From Wikipedia
The decline of the Roman Empire refers to both the gradual disintegration of the economy of Rome and the barbarian invasions that were its final doom. The English historian Edward Gibbon, author of The Decline and Fall of the Roman Empire (1776) made this concept part of the framework of the English language, but he was neither the first nor the last to speculate on why and when the Empire collapsed. "From the eighteenth century onward," Glen W. Bowersock has remarked, "we have been obsessed with the fall: it has been valued as an archetype for every perceived decline, and, hence, as a symbol for our own fears." It remains one of the greatest historical questions, and has a tradition rich in scholarly interest. In 1984, German professor Alexander Demandt published a collection of 210 theories on why Rome fell, and new theories have emerged since then.

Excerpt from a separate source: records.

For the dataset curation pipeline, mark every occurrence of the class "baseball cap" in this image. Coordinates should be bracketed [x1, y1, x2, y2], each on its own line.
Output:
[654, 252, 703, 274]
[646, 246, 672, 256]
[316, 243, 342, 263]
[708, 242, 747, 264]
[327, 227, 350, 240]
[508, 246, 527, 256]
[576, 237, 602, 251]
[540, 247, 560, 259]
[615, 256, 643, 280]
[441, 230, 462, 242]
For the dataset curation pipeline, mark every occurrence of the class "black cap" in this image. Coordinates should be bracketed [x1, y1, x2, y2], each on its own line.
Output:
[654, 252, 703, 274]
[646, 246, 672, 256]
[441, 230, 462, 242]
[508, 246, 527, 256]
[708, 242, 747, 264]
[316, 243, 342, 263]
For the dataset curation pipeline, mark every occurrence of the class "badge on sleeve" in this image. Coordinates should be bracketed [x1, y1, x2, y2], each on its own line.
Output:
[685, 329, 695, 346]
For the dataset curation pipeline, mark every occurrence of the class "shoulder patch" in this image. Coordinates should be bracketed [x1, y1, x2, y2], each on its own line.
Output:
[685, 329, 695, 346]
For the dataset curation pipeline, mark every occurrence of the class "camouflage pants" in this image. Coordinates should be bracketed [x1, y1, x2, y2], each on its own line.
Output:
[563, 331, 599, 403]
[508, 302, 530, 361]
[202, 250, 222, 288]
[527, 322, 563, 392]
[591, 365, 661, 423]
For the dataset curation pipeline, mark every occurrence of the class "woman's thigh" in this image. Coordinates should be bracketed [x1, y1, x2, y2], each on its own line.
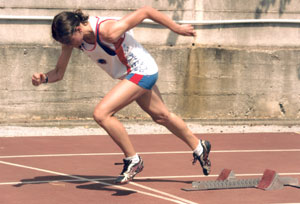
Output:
[95, 79, 149, 116]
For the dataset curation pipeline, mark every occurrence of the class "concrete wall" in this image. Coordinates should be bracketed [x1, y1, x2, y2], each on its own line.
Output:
[0, 0, 300, 124]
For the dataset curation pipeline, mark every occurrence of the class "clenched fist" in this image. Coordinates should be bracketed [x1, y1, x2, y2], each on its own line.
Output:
[32, 73, 47, 86]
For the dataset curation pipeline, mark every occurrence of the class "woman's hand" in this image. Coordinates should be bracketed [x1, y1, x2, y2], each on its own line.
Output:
[32, 73, 47, 86]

This slow decline occurred over an estimated period of 320 years which many historians believe finally culminated on September 4, 476 when Romulus Augustus, the last Emperor of the Western Roman Empire was deposed by Odoacer, the Visigoth king. To an extent any such date must be arbitrary; Julius Nepos, the legitimate emperor recognized by the East Roman Empire continued to live in Salona, Dalmatia until he was assassinated in 480. Some modern historians question the relevance of this date, as the Ostrogoths who succeeded considered themselves as upholders of the direct line of Roman traditions, and noting, as Gibbon did, that the Eastern Roman Empire was going from strength to strength and continued until the Fall of Constantinople on May 29, 1453. Some other notable dates are the Battle of Adrianople in 378, the death of Theodosius I in 395 (the last time the Roman Empire was politically unified), the crossing of the Rhine in 406 by Germanic tribes after the withdrawal of the troops in order to defend Italy against Alaric I (such invasions had occurred many times previously but this time it was successful), the death of Stilicho in 408, followed by the disintegration of the western army, the Sack of Rome (410), the first time in almost 800 years that the city of Rome had fallen to a foreign enemy, the death of Justinian I, the last Roman Emperor who tried to reconquer the west, in 565, and the coming of Islam after 632. Many scholars maintain that rather than a "fall", the changes can more accurately be described as a complex transformation. Over time many theories have been proposed on why the Empire fell, or whether indeed it fell at all.